Da questa prima formulazione, almeno in Italia, di una metodologia fondamentalmente marxista degli studi di archeologia uscì anche, e fu portata avanti dai discepoli, una nuova modalità della progettazione, dell’attuazione, dell’interpretazione dello scavo: non più concepito come caccia al tesoro, ma come ricostruzione organica del tessuto della cultura. Ciò che doveva, o almeno avrebbe dovuto, essere il principio di un mutamento radicale della politica della tutela del patrimonio culturale: ancora fatta di divieti e di limiti sempre meno rispettati invece che di interventi diretti, in positivo, nello sviluppo della politica della città e del territorio. Era una prospettiva culturale e politica estremamente promettente, quella ch’egli aprì in Italia dopo la Liberazione; ma fu precipitosamente richiusa da quel provincialismo culturale che Bianchi Bandinelli odiava e che ancora non soltanto prospera, ma viene coltivato con sollecito zelo nei patrii giardini.

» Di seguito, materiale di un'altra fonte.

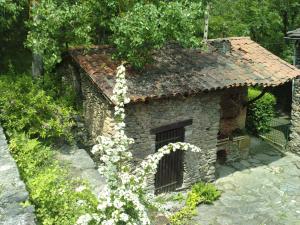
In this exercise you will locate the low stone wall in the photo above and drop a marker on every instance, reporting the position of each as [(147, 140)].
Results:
[(294, 144), (12, 190)]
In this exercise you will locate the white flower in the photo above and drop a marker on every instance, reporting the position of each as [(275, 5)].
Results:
[(80, 188), (125, 185), (84, 219)]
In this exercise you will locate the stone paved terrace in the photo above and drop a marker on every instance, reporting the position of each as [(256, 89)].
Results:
[(12, 191), (265, 189), (82, 166)]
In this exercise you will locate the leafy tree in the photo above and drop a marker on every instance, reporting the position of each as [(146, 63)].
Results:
[(13, 13), (55, 25), (147, 27), (265, 21), (134, 27)]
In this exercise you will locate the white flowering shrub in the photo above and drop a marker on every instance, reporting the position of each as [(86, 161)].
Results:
[(125, 201)]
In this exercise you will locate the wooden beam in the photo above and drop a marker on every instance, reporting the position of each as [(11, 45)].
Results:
[(171, 126)]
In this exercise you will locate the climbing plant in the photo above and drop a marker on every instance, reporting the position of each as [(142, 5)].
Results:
[(125, 201)]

Forse il dialogo che questa rivista, con il suo nuovo corso, dovrà coraggiosamente portare avanti non è precisamente un dialogo tra maestri ed allievi, ma un dialogo più aperto tra civiltà antiche e civiltà moderna. Bianchi Bandinelli volle chiarire, vivendolo in proprio in tutte le sue contraddizioni, anche drammatiche, che cosa sia la civiltà moderna, ardentemente desiderando che il suo confronto con l’antico fosse il confronto tra due momenti della storia e non tra una storia e una cronaca, talvolta nera. Nessuno può vedere realizzato tutto ciò che spera. Ma certo tutto ciò che poteva essere fatto, nella sua disciplina e nella sua pratica esistenza, affinché l’epoca moderna fosse un’epoca storica, Bianchi Bandinelli lo ha fatto con un’intelligenza, un coraggio, una fermezza e una serenità da rimanere, per gli intellettuali di tutto il mondo, esemplari.
[1] L’articolo, uscito su «L’Unità» del 1° novembre 1979, è il testo dell’intervento di Argan alla cerimonia dedicata a Bianchi Bandinelli tenutasi in Campidoglio il 31 ottobre 1979 in occasione della pubblicazione della nuova serie dei «Dialoghi di Archeologia».